Asia report: Most markets follow Wall Street into the red
Most bourses in Asia closed lower on Friday, with all major markets trading after a week peppered with holidays, after an overnight plunge for equities on Wall Street.
In Japan, the Nikkei 225 added 0.69% to close at 27,003.56 after being on holiday for several sessions, as the yen weakened 0.23% against the dollar to last trade at JPY 130.50.
“What is intriguing about Japan right now is how Japanese government bond (JGB) yields are rising but the yen is still falling,” said AJ Bell investment director Russ Mould.
“The Japanese currency stands at almost JPY 131 to the dollar - a mark last seen in 2002. That seems slightly counter-intuitive.”
Mould said ordinarily, higher yields would attract more capital.
“But JGB yields are rising much more slowly than they are in the US, where the US Federal Reserve is talking a much tougher game.
“As a result, the dollar is attracting capital at the yen’s expense.”
In Tokyo equities, fashion firm Fast Retailing was up 1.02%, while among the benchmark’s other major components, automation specialist Fanuc slipped 0.3% and technology conglomerate SoftBank Group was 2.27% lower.
The broader Topix index advanced 0.93% by the end of trading in Tokyo, settling at 1,915.91.
On the mainland, the Shanghai Composite lost 2.16% to 3,001.56, and the smaller, technology-heavy Shenzhen Composite was off 1.71% to 1,859.39.
Sentiment had been repeatedly dented in China through the week, with several sets of data laying out the economic pain of the most recent Covid-19 lockdowns and restrictions.
The Caixin/Markit services purchasing managers’ index (PMI) on Thursday came in at 36.2 - well below the 50-point level that separates expansion from contraction.

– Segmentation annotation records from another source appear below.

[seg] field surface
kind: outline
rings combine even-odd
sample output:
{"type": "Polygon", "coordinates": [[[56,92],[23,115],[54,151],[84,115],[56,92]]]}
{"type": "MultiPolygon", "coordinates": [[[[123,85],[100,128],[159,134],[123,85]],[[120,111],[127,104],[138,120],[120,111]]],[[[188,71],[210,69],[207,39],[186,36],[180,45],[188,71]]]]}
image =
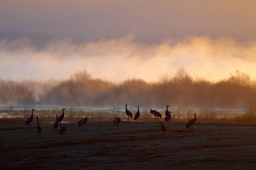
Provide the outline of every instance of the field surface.
{"type": "Polygon", "coordinates": [[[256,124],[196,122],[63,124],[63,138],[52,124],[0,125],[1,169],[255,169],[256,124]]]}

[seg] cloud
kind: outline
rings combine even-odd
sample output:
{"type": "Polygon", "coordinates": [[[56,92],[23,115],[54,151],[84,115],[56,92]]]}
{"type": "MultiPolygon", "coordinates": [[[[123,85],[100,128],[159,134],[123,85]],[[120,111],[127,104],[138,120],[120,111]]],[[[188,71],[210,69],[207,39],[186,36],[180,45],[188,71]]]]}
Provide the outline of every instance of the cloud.
{"type": "Polygon", "coordinates": [[[188,36],[148,44],[129,35],[81,43],[55,39],[41,50],[31,42],[26,37],[0,41],[0,78],[63,79],[86,70],[92,78],[114,82],[133,78],[154,82],[183,67],[192,76],[212,80],[237,70],[256,78],[256,41],[188,36]]]}

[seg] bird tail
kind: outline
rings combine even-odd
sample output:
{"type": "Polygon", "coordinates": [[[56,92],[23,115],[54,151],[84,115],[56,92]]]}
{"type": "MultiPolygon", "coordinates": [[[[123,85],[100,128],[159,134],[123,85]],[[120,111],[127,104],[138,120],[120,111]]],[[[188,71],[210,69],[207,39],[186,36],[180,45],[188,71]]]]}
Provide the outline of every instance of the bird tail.
{"type": "Polygon", "coordinates": [[[189,126],[190,126],[189,125],[188,125],[188,124],[186,125],[187,129],[188,129],[188,128],[189,128],[189,126]]]}

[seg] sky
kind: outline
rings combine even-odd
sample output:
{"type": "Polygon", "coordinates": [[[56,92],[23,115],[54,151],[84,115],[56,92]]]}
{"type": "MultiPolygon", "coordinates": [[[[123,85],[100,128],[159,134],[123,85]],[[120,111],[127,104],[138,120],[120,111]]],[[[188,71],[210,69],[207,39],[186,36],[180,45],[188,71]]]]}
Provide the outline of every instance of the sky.
{"type": "Polygon", "coordinates": [[[256,78],[255,1],[0,0],[0,78],[256,78]]]}

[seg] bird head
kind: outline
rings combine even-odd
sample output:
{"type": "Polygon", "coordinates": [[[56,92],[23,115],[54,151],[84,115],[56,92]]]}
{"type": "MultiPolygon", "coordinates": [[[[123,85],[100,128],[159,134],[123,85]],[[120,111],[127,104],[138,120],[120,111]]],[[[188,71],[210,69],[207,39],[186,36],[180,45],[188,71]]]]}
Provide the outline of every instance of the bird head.
{"type": "Polygon", "coordinates": [[[79,121],[79,122],[78,122],[78,125],[79,125],[79,127],[80,126],[80,121],[79,121]]]}

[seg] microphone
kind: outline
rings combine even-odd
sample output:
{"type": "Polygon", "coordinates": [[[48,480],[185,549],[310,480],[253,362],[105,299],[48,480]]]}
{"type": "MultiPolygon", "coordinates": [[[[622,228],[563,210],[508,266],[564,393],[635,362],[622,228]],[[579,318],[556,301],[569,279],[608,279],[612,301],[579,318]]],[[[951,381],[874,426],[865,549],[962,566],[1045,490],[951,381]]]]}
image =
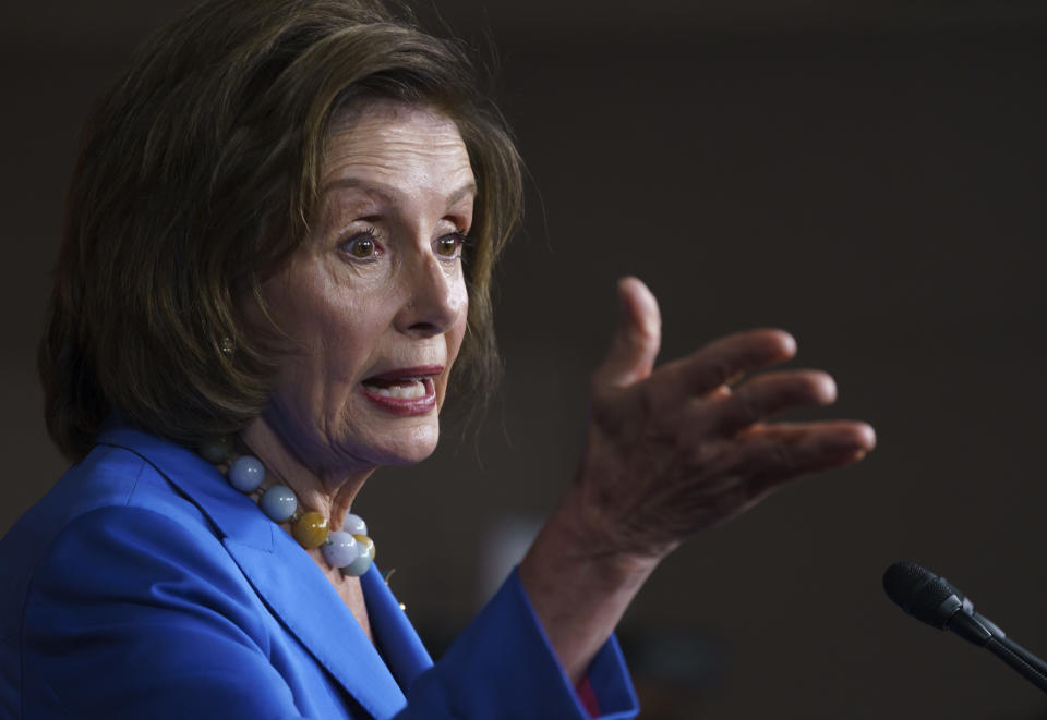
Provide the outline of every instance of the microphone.
{"type": "Polygon", "coordinates": [[[1008,638],[988,618],[975,612],[974,602],[944,577],[916,563],[895,562],[883,573],[883,589],[906,613],[986,648],[1047,693],[1047,663],[1008,638]]]}

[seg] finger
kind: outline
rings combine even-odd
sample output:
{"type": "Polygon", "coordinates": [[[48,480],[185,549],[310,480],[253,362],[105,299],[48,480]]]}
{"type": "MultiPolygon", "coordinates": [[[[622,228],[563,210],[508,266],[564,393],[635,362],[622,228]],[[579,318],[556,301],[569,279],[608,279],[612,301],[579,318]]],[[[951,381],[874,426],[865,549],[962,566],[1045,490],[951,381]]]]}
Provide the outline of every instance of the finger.
{"type": "Polygon", "coordinates": [[[748,493],[756,498],[801,475],[849,465],[876,448],[876,431],[867,423],[775,423],[744,436],[748,493]]]}
{"type": "Polygon", "coordinates": [[[651,392],[662,406],[707,394],[746,373],[784,362],[796,341],[784,330],[748,330],[713,341],[696,353],[666,363],[651,377],[651,392]]]}
{"type": "Polygon", "coordinates": [[[611,350],[593,374],[597,387],[624,388],[651,374],[661,346],[662,316],[654,295],[637,278],[618,281],[622,316],[611,350]]]}
{"type": "Polygon", "coordinates": [[[829,405],[837,399],[837,383],[820,370],[769,373],[741,385],[718,403],[696,406],[700,427],[732,436],[754,423],[790,407],[829,405]]]}

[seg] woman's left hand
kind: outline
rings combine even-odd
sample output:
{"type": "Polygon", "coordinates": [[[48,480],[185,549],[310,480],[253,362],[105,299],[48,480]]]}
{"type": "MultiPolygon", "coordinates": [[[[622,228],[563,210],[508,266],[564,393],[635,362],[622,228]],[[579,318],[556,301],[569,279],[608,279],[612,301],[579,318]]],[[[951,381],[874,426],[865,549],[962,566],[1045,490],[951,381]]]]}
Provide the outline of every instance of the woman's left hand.
{"type": "Polygon", "coordinates": [[[766,424],[835,400],[818,370],[754,370],[791,358],[781,330],[729,335],[654,369],[661,318],[635,278],[618,283],[623,317],[593,374],[575,483],[520,563],[520,581],[577,680],[666,554],[804,473],[845,465],[876,444],[865,423],[766,424]]]}
{"type": "Polygon", "coordinates": [[[593,550],[661,558],[805,473],[859,460],[876,443],[865,423],[766,424],[775,413],[835,400],[819,370],[754,370],[790,359],[793,338],[751,330],[653,369],[658,303],[619,282],[623,318],[592,377],[577,518],[593,550]]]}

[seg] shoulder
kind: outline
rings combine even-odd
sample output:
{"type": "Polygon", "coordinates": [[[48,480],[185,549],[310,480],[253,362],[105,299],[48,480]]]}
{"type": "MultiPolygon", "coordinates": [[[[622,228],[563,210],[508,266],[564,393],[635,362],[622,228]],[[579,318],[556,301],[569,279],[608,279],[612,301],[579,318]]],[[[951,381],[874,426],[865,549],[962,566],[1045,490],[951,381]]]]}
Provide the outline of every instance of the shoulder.
{"type": "Polygon", "coordinates": [[[70,467],[0,541],[0,566],[12,562],[12,553],[38,560],[68,525],[107,508],[154,511],[185,526],[207,526],[196,505],[153,464],[127,448],[99,444],[70,467]]]}

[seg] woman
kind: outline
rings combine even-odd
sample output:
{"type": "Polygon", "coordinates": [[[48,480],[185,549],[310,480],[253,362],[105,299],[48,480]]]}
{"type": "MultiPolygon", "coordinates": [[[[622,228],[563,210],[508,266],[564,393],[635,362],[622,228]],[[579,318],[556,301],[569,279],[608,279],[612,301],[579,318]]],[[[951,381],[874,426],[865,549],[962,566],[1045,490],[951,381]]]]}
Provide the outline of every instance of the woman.
{"type": "Polygon", "coordinates": [[[657,303],[623,280],[574,483],[433,664],[349,511],[490,378],[519,197],[467,62],[381,8],[217,0],[151,41],[70,194],[40,367],[76,464],[0,544],[4,716],[635,715],[613,630],[660,560],[874,437],[763,424],[834,394],[739,383],[781,331],[653,369],[657,303]]]}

Beijing’s ‘zero-Covid’ strategy, which has seen its largest city of Shanghai locked down for more than a month, has been criticised as economically and socially unworkable given the latest strains of the coronavirus.
The Omicron strain and its subvariants are exponentially more transmissible than the first variants of Covid-19, for which the zero-Covid policy was developed in early 2020.

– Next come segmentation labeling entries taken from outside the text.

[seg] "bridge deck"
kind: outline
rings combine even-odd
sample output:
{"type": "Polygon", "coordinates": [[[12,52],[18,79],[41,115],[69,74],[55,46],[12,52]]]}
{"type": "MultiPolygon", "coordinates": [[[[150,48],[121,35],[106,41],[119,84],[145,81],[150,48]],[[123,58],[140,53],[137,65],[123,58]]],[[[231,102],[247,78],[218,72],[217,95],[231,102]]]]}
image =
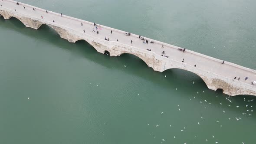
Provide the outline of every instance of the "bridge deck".
{"type": "MultiPolygon", "coordinates": [[[[181,62],[184,59],[184,63],[187,65],[196,65],[196,68],[200,69],[211,73],[214,73],[217,75],[221,75],[227,79],[233,79],[235,76],[236,79],[240,77],[240,80],[237,82],[245,83],[250,85],[251,82],[256,81],[256,71],[245,67],[243,67],[235,64],[225,62],[223,65],[222,64],[223,60],[214,59],[210,56],[203,55],[197,52],[186,49],[185,52],[177,49],[177,47],[171,45],[152,40],[155,42],[154,44],[144,44],[143,41],[138,38],[138,36],[131,34],[130,36],[125,36],[125,33],[120,30],[109,28],[103,26],[98,26],[98,29],[96,30],[93,26],[93,23],[87,22],[83,20],[79,20],[64,14],[61,16],[60,14],[48,11],[46,13],[46,10],[39,8],[36,8],[36,10],[33,10],[33,8],[36,7],[20,3],[18,5],[16,2],[10,0],[3,0],[0,1],[0,4],[2,7],[10,10],[16,10],[17,13],[29,15],[36,19],[41,19],[41,16],[43,16],[43,20],[53,25],[59,24],[64,26],[77,31],[78,33],[83,33],[85,29],[85,33],[89,35],[104,39],[105,37],[109,39],[109,41],[117,41],[126,45],[132,46],[136,48],[146,50],[147,49],[151,49],[151,52],[154,52],[157,55],[161,55],[161,52],[164,51],[166,53],[166,56],[169,56],[169,59],[174,59],[178,62],[181,62]],[[23,8],[25,6],[26,9],[23,8]],[[53,22],[55,21],[55,23],[53,22]],[[81,26],[81,22],[83,26],[81,26]],[[93,32],[98,30],[99,34],[96,32],[93,32]],[[112,30],[112,33],[110,33],[112,30]],[[131,43],[132,40],[132,44],[131,43]],[[162,45],[164,44],[164,48],[162,48],[162,45]],[[245,81],[245,78],[248,77],[248,79],[245,81]]],[[[1,7],[0,7],[0,9],[1,7]]],[[[98,26],[101,25],[97,24],[98,26]]],[[[144,36],[142,36],[144,37],[144,36]]],[[[150,40],[152,39],[145,38],[146,39],[150,40]]]]}

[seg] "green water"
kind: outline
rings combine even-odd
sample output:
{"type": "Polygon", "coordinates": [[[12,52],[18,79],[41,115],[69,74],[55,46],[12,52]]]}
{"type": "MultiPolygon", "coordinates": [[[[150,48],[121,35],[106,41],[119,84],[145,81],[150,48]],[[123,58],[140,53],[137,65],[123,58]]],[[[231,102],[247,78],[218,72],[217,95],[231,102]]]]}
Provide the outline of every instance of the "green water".
{"type": "MultiPolygon", "coordinates": [[[[21,2],[256,69],[255,0],[21,2]]],[[[256,98],[226,98],[191,72],[0,17],[0,144],[255,144],[256,98]]]]}

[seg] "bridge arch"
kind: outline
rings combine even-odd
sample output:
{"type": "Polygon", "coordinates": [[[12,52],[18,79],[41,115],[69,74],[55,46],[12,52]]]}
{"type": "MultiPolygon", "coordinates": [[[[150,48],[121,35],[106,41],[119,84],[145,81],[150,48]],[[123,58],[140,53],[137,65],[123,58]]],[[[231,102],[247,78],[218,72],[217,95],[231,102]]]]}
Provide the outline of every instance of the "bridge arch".
{"type": "Polygon", "coordinates": [[[207,77],[206,76],[202,75],[200,74],[199,74],[199,73],[197,72],[196,72],[189,70],[188,70],[186,69],[183,69],[182,68],[181,68],[181,67],[173,67],[171,68],[167,69],[162,72],[165,72],[167,70],[170,70],[170,69],[175,69],[181,70],[182,71],[184,71],[184,72],[189,72],[191,73],[194,74],[195,75],[197,75],[197,76],[199,77],[201,79],[202,79],[203,80],[203,81],[204,82],[205,85],[206,85],[206,86],[207,86],[207,87],[208,88],[211,89],[211,88],[212,88],[211,87],[211,85],[210,83],[209,83],[208,82],[208,79],[207,79],[207,77]]]}
{"type": "MultiPolygon", "coordinates": [[[[110,53],[111,54],[111,52],[110,52],[110,53]]],[[[122,55],[124,55],[124,54],[130,54],[132,56],[135,56],[137,57],[138,57],[138,58],[139,58],[140,59],[141,59],[141,60],[142,60],[144,63],[145,63],[147,65],[149,66],[149,67],[151,67],[151,66],[150,65],[150,63],[148,62],[148,60],[146,58],[144,58],[143,57],[143,56],[141,56],[140,55],[138,54],[136,54],[135,53],[133,53],[132,52],[124,52],[124,53],[122,53],[121,54],[120,54],[119,56],[121,56],[122,55]]]]}

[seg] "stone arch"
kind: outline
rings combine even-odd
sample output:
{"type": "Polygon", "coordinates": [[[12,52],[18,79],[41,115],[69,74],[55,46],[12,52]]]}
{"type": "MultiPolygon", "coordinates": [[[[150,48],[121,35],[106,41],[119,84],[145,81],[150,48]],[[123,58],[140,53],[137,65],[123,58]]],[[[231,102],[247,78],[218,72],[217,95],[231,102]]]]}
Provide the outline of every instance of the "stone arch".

“The employment picture is darkening rapidly, and will be a major worry for policymakers,” said Pantheon Macroeconomics chief China economist Craig Botham after the latest service sector data.
“We are still waiting for a material shift in policy; even so, announcements so far contain nothing new.”

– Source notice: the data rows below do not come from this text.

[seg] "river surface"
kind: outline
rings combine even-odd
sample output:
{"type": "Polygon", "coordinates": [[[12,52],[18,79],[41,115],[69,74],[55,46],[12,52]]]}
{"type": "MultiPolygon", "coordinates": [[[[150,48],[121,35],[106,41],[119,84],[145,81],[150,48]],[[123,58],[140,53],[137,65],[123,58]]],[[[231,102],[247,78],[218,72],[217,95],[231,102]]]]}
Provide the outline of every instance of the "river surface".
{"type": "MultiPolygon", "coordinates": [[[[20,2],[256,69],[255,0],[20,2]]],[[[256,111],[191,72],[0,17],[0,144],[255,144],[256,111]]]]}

South Korea’s Kospi was 1.23% weaker at 2,644.51, while the Hang Seng Index in Hong Kong tumbled 3.81% to 20,001.96.
The Hang Seng Tech Index slid 5.23% in the special administrative region, amid a sell-off in technology stocks after the Nasdaq Composite lost more than 600 points in New York overnight.
Internet giant Alibaba Group was down 6.57%, while Meituan lost 4.68% and Tencent Holdings was 4.69% lower.
Chinese electric vehicle plays were also hit by the sell-off, with NIO skidding 11.47% and Xpeng 9.84% lower by the end of the day.
The blue-chip technology stocks were on the back foot in Seoul as well, with Samsung Electronics down 2.06% and SK Hynix losing 1.83%.
The moves lower in Asia came on the back of a massive plunge for the Dow Jones Industrial Average overnight, with the index losing 1,063.09 points in its biggest single-day loss since 2020.
That was a sharp reversal of fortunes from Wednesday, when US equities rallied on Fed chair Jerome Powell’s comments that the central bank was not looking to implement 75-basis point rate hikes anytime soon.
Oil prices were higher as the region entered the weekend, with both Brent crude futures on ICE and the NYMEX quote for West Texas Intermediate last rising 2.3%, to $113.45 and $110.75 per barrel, respectively.
In Australia, the S&P/ASX 200 was 2.16% lower at 7,205.60, while across the Tasman Sea, New Zealand’s S&P/NZX 50 was down 1.18% at 11,609.38.
The down under dollars were both weaker against the greenback, with the Aussie last off 0.25% at AUD 1.4094, and the Kiwi retreating 0.06% to NZD 1.5574.